Menerapkan Politik Stabil memang membutuhkan keikhlasan dan kesabaran tinggi. Tidak ada jaminan apa yang kita upayakan akan berhasil “menarik” perhatian. Namun disitulah seninya sehingga menjadi menarik. Kebanyakan orang bijak percaya kalau kita melakukan sesuatu karena mengharap pamrih atau imbalan maka semakin kecil kemungkinan kita untuk mendapatkannya. Lantas kenapa kemudian dibutuhkan adanya pelaku Politik Stabil? Salah satu tujuan Politik Stabil adalah untuk membuat stabil iklim unfair condition yang dibentuk oleh mereka-mereka yang menjalankan Politik Labil dalam pekerjaannya.
Selama memenuhi tiga kriteria diatas (ikhlas, mengutamakan kepentingan perusahaan, serta metode santun & profesional) maka adanya penerapan Politik Praktis menjadi sangat penting. Sebab jamak kita dengar kalau sebuah prestasi kerja, out put, kinerja, success story, image kredibel dan berintegritas memerlukan politik Stabil untuk mendapatkan akses atau pengaruh ke pihak manajemen. Hal ini sah-sah saja dan halal dilakukan. Karena pada organisasi/perusahaan yang sedang berkembang ada kecenderungan perusahaan tersebut belum memiliki alat, sistem maupun struktur yang secara otomatis bisa langsung memotret atau meneropong kinerja dan prestasi anggota/karyawannya secara objektif, tepat waktu dan proporsional.

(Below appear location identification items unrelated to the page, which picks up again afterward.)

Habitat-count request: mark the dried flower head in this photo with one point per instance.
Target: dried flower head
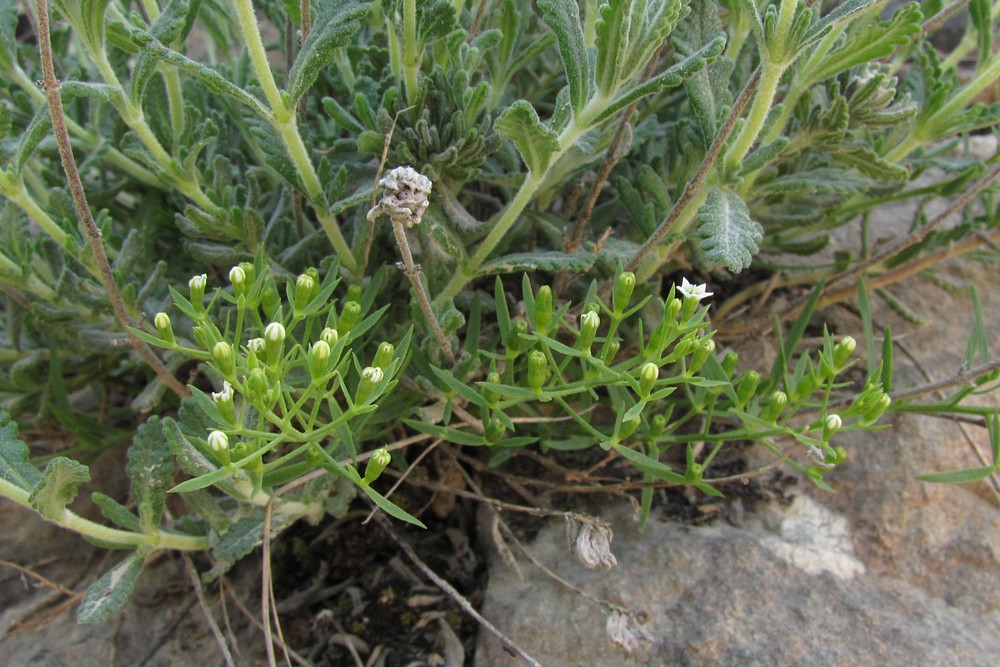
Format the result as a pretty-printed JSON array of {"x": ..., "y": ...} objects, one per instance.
[
  {"x": 590, "y": 540},
  {"x": 404, "y": 196}
]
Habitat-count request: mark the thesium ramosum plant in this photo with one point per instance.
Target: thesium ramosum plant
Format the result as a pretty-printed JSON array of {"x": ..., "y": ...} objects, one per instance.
[{"x": 291, "y": 244}]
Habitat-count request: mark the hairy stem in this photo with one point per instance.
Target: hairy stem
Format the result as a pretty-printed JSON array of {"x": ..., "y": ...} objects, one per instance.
[{"x": 52, "y": 94}]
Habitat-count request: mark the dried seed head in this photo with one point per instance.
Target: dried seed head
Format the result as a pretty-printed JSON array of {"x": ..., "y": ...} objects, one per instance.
[
  {"x": 590, "y": 540},
  {"x": 404, "y": 196}
]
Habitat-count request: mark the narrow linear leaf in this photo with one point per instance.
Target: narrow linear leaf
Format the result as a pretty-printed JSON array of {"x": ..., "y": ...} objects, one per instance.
[
  {"x": 108, "y": 595},
  {"x": 730, "y": 236},
  {"x": 58, "y": 486}
]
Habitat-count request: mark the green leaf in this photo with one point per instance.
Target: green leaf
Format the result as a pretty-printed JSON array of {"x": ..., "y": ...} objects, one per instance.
[
  {"x": 649, "y": 465},
  {"x": 673, "y": 77},
  {"x": 14, "y": 465},
  {"x": 964, "y": 476},
  {"x": 108, "y": 595},
  {"x": 113, "y": 510},
  {"x": 150, "y": 468},
  {"x": 536, "y": 143},
  {"x": 392, "y": 508},
  {"x": 336, "y": 22},
  {"x": 550, "y": 260},
  {"x": 627, "y": 35},
  {"x": 730, "y": 236},
  {"x": 57, "y": 487},
  {"x": 821, "y": 180},
  {"x": 240, "y": 539},
  {"x": 563, "y": 17},
  {"x": 872, "y": 41}
]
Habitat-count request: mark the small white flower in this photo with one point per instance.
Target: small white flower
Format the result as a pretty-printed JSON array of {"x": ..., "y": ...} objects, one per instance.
[
  {"x": 275, "y": 332},
  {"x": 218, "y": 441},
  {"x": 225, "y": 395},
  {"x": 698, "y": 292}
]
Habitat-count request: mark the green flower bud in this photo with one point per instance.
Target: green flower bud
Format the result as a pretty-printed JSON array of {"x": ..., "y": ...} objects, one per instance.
[
  {"x": 380, "y": 458},
  {"x": 729, "y": 363},
  {"x": 747, "y": 388},
  {"x": 196, "y": 291},
  {"x": 319, "y": 359},
  {"x": 622, "y": 293},
  {"x": 305, "y": 290},
  {"x": 590, "y": 322},
  {"x": 329, "y": 336},
  {"x": 843, "y": 350},
  {"x": 494, "y": 431},
  {"x": 238, "y": 277},
  {"x": 270, "y": 300},
  {"x": 163, "y": 327},
  {"x": 831, "y": 425},
  {"x": 224, "y": 401},
  {"x": 274, "y": 341},
  {"x": 218, "y": 442},
  {"x": 649, "y": 373},
  {"x": 257, "y": 386},
  {"x": 491, "y": 395},
  {"x": 701, "y": 354},
  {"x": 384, "y": 355},
  {"x": 222, "y": 354},
  {"x": 538, "y": 371},
  {"x": 773, "y": 410},
  {"x": 370, "y": 377},
  {"x": 348, "y": 317},
  {"x": 542, "y": 311}
]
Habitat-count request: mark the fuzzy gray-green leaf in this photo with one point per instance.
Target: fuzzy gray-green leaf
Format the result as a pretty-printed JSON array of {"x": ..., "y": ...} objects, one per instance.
[
  {"x": 14, "y": 465},
  {"x": 150, "y": 468},
  {"x": 57, "y": 487},
  {"x": 336, "y": 22},
  {"x": 108, "y": 595},
  {"x": 563, "y": 17},
  {"x": 535, "y": 142},
  {"x": 730, "y": 236}
]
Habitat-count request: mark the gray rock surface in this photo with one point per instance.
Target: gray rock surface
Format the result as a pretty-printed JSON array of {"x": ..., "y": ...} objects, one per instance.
[{"x": 887, "y": 570}]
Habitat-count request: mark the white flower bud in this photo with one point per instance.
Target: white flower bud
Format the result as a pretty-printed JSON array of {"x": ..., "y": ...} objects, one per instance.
[{"x": 218, "y": 441}]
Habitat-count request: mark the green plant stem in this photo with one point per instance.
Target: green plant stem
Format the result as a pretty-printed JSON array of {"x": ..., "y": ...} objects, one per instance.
[
  {"x": 52, "y": 94},
  {"x": 411, "y": 50},
  {"x": 160, "y": 539}
]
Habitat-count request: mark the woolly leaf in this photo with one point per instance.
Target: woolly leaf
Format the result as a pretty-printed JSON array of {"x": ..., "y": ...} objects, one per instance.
[
  {"x": 108, "y": 595},
  {"x": 730, "y": 236},
  {"x": 563, "y": 17},
  {"x": 335, "y": 24},
  {"x": 57, "y": 487},
  {"x": 535, "y": 142},
  {"x": 150, "y": 468},
  {"x": 14, "y": 465}
]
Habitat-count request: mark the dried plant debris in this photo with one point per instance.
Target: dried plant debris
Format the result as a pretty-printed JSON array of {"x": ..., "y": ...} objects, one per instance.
[{"x": 590, "y": 540}]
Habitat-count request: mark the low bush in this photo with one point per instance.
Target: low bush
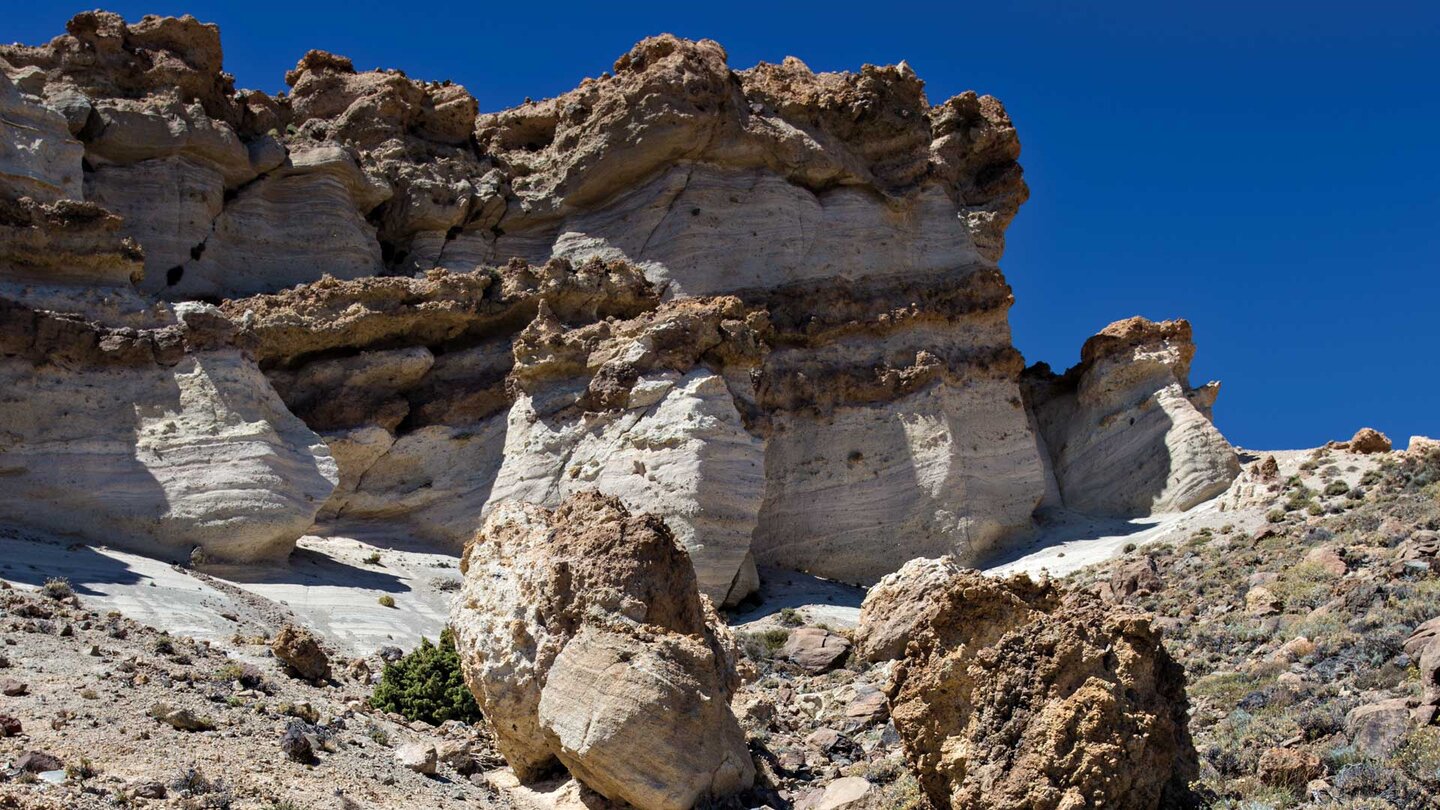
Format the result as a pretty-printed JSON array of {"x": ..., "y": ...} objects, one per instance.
[{"x": 426, "y": 685}]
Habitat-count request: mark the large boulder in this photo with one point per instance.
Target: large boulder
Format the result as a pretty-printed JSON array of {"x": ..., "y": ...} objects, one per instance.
[
  {"x": 1015, "y": 695},
  {"x": 586, "y": 642},
  {"x": 1125, "y": 430}
]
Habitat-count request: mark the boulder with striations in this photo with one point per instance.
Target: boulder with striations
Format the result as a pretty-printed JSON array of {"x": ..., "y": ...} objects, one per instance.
[
  {"x": 586, "y": 643},
  {"x": 1125, "y": 431}
]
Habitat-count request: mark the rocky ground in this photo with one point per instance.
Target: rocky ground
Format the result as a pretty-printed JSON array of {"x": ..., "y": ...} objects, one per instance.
[{"x": 1289, "y": 601}]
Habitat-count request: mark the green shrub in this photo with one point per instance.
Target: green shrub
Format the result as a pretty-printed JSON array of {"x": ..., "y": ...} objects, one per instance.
[
  {"x": 426, "y": 685},
  {"x": 763, "y": 644},
  {"x": 58, "y": 588}
]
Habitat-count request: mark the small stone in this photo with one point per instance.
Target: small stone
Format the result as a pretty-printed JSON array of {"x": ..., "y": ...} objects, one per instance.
[
  {"x": 815, "y": 650},
  {"x": 1378, "y": 728},
  {"x": 301, "y": 653},
  {"x": 1289, "y": 767},
  {"x": 182, "y": 719},
  {"x": 149, "y": 790},
  {"x": 38, "y": 761},
  {"x": 458, "y": 754},
  {"x": 1295, "y": 649},
  {"x": 869, "y": 705},
  {"x": 1326, "y": 559},
  {"x": 418, "y": 757},
  {"x": 1262, "y": 601},
  {"x": 848, "y": 791},
  {"x": 295, "y": 742}
]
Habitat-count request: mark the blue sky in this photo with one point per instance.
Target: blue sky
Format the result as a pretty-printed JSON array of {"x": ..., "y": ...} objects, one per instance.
[{"x": 1267, "y": 170}]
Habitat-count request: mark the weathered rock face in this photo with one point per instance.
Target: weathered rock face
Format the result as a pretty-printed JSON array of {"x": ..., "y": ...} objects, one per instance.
[
  {"x": 763, "y": 304},
  {"x": 1013, "y": 693},
  {"x": 157, "y": 440},
  {"x": 585, "y": 642},
  {"x": 1126, "y": 433},
  {"x": 38, "y": 156}
]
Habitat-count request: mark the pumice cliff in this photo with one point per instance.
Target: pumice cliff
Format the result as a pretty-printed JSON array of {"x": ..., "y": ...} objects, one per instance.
[{"x": 763, "y": 304}]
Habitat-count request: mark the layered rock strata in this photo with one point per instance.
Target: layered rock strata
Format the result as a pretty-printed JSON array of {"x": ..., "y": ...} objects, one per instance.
[
  {"x": 1013, "y": 693},
  {"x": 1125, "y": 431},
  {"x": 586, "y": 643},
  {"x": 761, "y": 303}
]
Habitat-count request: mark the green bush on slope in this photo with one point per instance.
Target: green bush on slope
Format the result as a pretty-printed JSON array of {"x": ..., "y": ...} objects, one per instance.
[{"x": 426, "y": 685}]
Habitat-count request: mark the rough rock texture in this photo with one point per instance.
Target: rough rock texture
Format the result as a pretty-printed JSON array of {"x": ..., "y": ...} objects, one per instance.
[
  {"x": 1013, "y": 693},
  {"x": 38, "y": 156},
  {"x": 1125, "y": 431},
  {"x": 763, "y": 304},
  {"x": 301, "y": 652},
  {"x": 586, "y": 642},
  {"x": 899, "y": 606},
  {"x": 1365, "y": 440},
  {"x": 157, "y": 440}
]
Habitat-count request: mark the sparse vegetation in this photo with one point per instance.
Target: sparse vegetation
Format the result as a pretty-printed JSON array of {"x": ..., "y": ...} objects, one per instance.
[
  {"x": 426, "y": 685},
  {"x": 58, "y": 588},
  {"x": 763, "y": 644},
  {"x": 1290, "y": 676}
]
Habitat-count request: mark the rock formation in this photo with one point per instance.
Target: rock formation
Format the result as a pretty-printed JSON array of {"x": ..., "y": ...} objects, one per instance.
[
  {"x": 586, "y": 642},
  {"x": 1125, "y": 431},
  {"x": 1013, "y": 693},
  {"x": 763, "y": 304}
]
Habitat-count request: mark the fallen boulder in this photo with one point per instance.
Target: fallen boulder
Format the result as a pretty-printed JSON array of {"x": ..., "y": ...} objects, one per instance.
[
  {"x": 301, "y": 653},
  {"x": 586, "y": 642},
  {"x": 1014, "y": 693}
]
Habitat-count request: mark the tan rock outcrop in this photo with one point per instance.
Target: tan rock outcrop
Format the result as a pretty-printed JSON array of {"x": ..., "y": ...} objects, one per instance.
[
  {"x": 1126, "y": 433},
  {"x": 38, "y": 156},
  {"x": 585, "y": 640},
  {"x": 157, "y": 440},
  {"x": 1013, "y": 693},
  {"x": 1364, "y": 441},
  {"x": 763, "y": 304}
]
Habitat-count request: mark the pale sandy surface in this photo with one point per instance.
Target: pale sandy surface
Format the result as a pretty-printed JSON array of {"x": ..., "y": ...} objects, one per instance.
[{"x": 329, "y": 585}]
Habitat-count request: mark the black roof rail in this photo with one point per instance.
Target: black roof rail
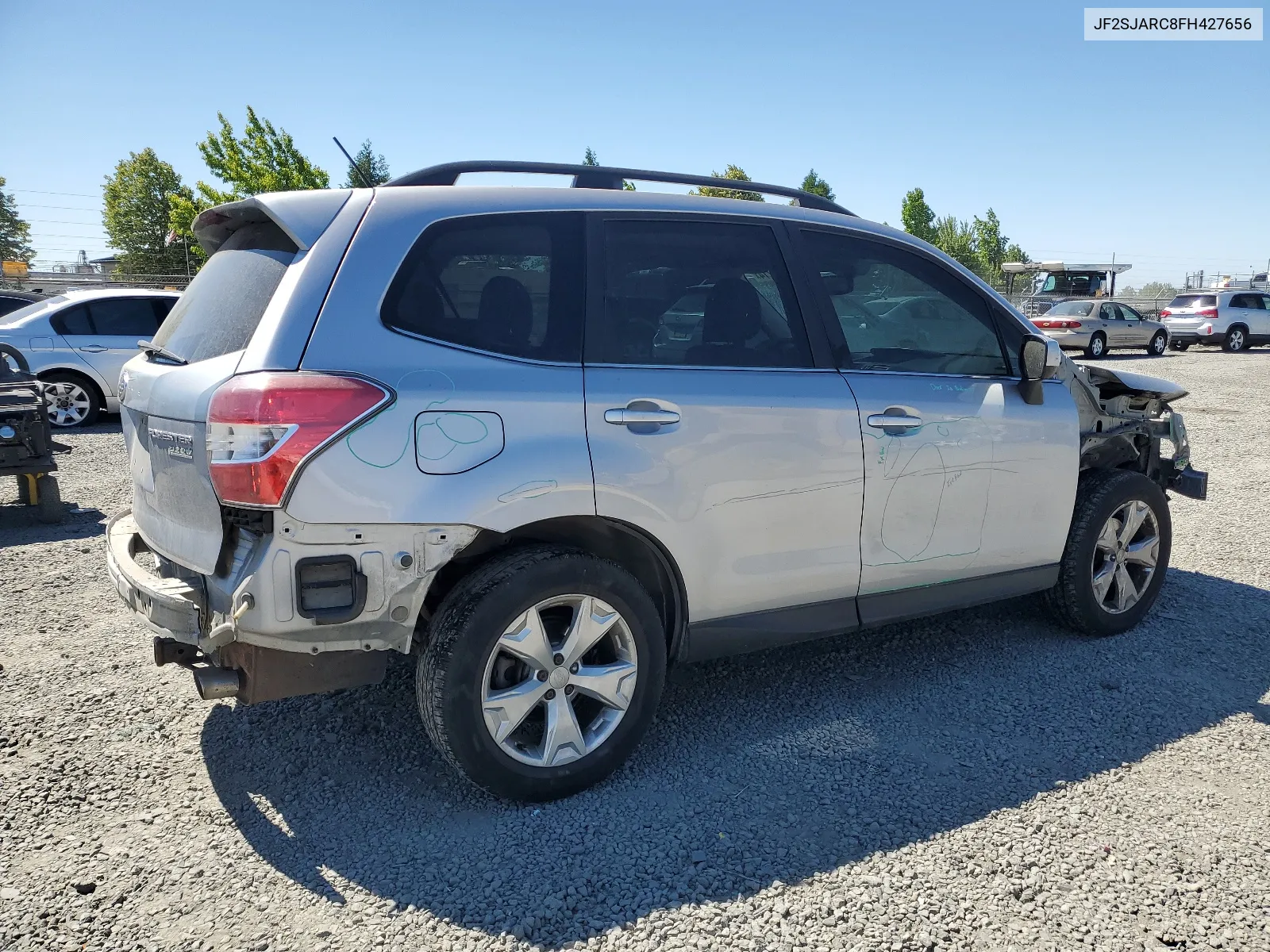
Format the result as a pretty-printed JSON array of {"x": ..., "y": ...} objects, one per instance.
[{"x": 609, "y": 178}]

Atau ada kalanya suatu ketika perusahaan secara tidak sengaja atau tidak sadar telah mengeluarkan aturan/kebijakan yang kontraproduktif dan ujung-ujungnya bisa merugikan perusahaan itu sendiri. Nah dalam case kebijakan sepihak seperti itu diperlukanlah peran Politik Stabil.
Sekarang kita telah memahami bagaimana menjadi “politikus” yang baik di tempat kerja. Banyak orang bilang kalau politik itu kejam dan buruk. Itu berlaku bagi mereka yang kepincut dengan Politik Labil. Akan menjadi sebuah keniscayaan bagi organisasi ataupun perusahaan yang ingin maju untuk menjadikan Politik Stabil sebagai prinsip yang dijalankan serempak oleh karyawan dan pihak manajemen. Jadi bukan “dimainkan” oleh para bawahan saja, melainkan juga para top management yang ada agar tercipta iklim kerja yang kondusif dan mudah dicarikan solusi yang bersifat “win-win” bila terjadi suatu permasalahan.
Wallahu a’lam.
Tetap istiqomah,
muhsin-budiono
MAU MENGOMENTARI ARTIKEL INI?
Silahkan isi komentarmu di form Leave a Reply dibawah ini. Terimakasih.
Discussion
No comments yet.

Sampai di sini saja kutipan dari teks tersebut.